An increase in worldwide exposure due to the G20 summit later this week will help to “allay doubts” foreign property investors have about Queensland’s capital, says a local property expert.
Grow Consulting Group managing director Ayda Shabanzadeh said Brisbane had the opportunity to regain some of its international allure after a spate of recent racist attacks had dampened the enthusiasm of international investors.
Ms Shabanzadeh said gestures like helping lost tourists navigate their way around Brisbane and kindly interacting with international media can boost Brisbane’s “dwindling property investment appeal”.
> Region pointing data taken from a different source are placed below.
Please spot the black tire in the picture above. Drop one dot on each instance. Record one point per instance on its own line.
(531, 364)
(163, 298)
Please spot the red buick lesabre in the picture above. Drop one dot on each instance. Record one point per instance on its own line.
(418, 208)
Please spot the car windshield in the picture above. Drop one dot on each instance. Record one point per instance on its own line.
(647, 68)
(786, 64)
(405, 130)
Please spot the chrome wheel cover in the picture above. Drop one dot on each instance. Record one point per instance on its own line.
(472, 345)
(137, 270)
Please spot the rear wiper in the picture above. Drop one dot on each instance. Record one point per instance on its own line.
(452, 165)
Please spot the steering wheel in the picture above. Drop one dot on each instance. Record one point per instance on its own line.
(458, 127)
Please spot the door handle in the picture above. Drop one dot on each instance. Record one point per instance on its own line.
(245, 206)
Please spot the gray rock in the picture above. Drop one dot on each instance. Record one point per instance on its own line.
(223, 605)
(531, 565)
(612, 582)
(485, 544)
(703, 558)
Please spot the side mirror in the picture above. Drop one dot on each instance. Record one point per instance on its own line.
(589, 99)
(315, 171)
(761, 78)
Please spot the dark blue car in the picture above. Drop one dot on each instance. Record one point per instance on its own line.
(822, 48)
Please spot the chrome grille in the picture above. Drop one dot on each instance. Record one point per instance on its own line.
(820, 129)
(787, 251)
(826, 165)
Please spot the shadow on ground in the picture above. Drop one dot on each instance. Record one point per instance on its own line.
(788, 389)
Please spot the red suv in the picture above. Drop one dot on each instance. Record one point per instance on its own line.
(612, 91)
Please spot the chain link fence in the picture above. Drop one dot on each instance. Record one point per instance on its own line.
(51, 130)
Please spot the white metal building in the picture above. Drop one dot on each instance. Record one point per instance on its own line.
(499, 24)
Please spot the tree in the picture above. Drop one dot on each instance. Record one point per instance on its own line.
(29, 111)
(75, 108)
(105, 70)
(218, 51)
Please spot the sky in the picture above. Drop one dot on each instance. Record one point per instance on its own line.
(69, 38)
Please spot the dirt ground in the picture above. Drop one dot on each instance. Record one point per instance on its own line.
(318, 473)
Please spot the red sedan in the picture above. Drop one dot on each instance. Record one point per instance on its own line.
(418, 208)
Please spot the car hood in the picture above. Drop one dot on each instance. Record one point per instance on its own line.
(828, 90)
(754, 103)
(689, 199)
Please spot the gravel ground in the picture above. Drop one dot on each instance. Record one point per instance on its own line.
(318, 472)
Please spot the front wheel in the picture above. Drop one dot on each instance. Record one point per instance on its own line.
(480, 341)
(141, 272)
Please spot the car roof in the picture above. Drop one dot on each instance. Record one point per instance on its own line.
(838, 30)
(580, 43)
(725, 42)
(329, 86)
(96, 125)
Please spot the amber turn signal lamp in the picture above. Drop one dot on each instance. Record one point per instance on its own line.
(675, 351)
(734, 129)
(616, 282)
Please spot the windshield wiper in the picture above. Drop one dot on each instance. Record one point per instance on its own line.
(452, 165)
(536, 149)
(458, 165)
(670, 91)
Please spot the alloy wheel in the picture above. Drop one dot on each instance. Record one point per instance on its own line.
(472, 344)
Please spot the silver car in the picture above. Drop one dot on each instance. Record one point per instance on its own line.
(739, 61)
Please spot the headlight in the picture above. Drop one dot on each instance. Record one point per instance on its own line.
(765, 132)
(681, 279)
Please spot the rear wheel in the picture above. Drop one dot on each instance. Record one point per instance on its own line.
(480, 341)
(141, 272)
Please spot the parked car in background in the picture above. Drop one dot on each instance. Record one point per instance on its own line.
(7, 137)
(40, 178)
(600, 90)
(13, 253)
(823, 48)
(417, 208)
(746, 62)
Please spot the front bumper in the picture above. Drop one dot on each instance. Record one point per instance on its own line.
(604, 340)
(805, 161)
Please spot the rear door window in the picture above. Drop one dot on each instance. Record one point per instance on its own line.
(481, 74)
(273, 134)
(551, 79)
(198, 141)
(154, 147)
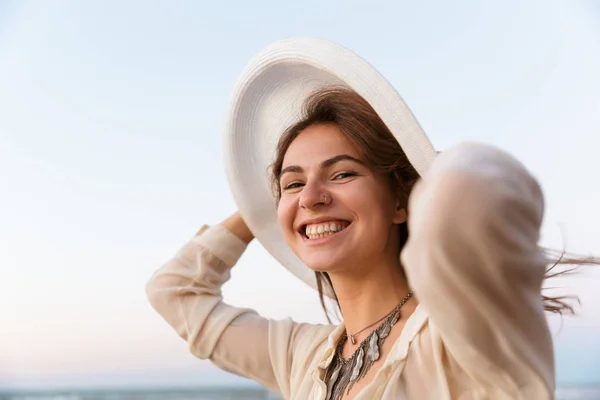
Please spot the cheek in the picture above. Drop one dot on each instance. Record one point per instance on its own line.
(285, 215)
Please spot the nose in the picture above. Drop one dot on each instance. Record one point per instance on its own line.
(314, 195)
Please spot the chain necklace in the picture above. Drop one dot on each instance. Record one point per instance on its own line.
(343, 373)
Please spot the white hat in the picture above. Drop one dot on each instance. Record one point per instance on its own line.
(268, 98)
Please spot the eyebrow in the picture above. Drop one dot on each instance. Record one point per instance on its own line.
(325, 164)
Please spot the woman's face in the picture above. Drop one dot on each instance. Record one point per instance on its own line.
(334, 210)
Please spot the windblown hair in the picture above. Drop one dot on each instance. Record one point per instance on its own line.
(380, 150)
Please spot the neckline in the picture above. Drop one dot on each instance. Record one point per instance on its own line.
(411, 328)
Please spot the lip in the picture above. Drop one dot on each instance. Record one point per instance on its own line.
(323, 240)
(326, 239)
(319, 220)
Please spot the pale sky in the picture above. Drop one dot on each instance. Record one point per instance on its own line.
(111, 117)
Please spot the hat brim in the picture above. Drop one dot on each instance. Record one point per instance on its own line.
(268, 98)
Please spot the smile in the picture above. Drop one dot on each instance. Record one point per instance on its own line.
(324, 229)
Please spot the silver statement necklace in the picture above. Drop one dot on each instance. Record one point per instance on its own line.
(344, 373)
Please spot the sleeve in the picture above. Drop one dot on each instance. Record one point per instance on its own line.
(186, 292)
(474, 263)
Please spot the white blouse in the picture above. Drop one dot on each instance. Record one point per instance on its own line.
(473, 261)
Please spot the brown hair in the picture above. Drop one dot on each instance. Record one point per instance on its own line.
(377, 146)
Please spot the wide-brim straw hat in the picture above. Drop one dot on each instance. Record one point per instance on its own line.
(268, 98)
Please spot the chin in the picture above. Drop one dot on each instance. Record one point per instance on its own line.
(323, 262)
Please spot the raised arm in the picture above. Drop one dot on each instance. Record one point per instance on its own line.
(186, 292)
(474, 262)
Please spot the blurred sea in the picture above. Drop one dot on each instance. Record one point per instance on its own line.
(571, 393)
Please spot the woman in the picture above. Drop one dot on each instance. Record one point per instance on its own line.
(451, 311)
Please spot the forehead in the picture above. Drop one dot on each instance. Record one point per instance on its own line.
(316, 144)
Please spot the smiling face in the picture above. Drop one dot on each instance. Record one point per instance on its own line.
(335, 212)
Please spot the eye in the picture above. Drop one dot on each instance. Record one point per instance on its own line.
(293, 185)
(343, 175)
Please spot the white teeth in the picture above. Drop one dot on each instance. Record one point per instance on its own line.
(322, 230)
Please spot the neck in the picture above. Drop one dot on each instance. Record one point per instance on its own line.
(369, 294)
She added that recent racist incidents that have hurt the city’s appeal include a train guard being racially abused, tragic murders of international students and a local mosque being grafﬁtied with anti-Islamic comments.
“Brisbane’s standing as a foreign property investment destination has taken a hit because of the racist incidents here, which have caused overseas investors to second guess the stability of the city,” she said.
“With the eyes of the world set to be ﬁrmly on Brisbane during the G20, we can show the globe that these incidents were anomalies and that Brisbane is a safe and culturally tolerant environment.”
The 2014 G20 summit on 15/16 November is expected to attract up to 4,000 delegates and 3,000 media representatives to Brisbane.
Ms Shabanzadeh said that besides using the event as a promotional tool to lure back international property investors, the "political meeting of minds" would also serve to beneﬁt the local economy.
“We need to showcase Brisbane for what it is; a city with a terriﬁc climate, great education facilities, a relaxed vibe, kind locals and where properties have growth potential,” she said.
“Hosting the G20 will stimulate our economy due to, for example, hotels being booked by visiting delegates and locals visiting regional cities for the weekend to avoid Brisbane’s increased trafﬁc.”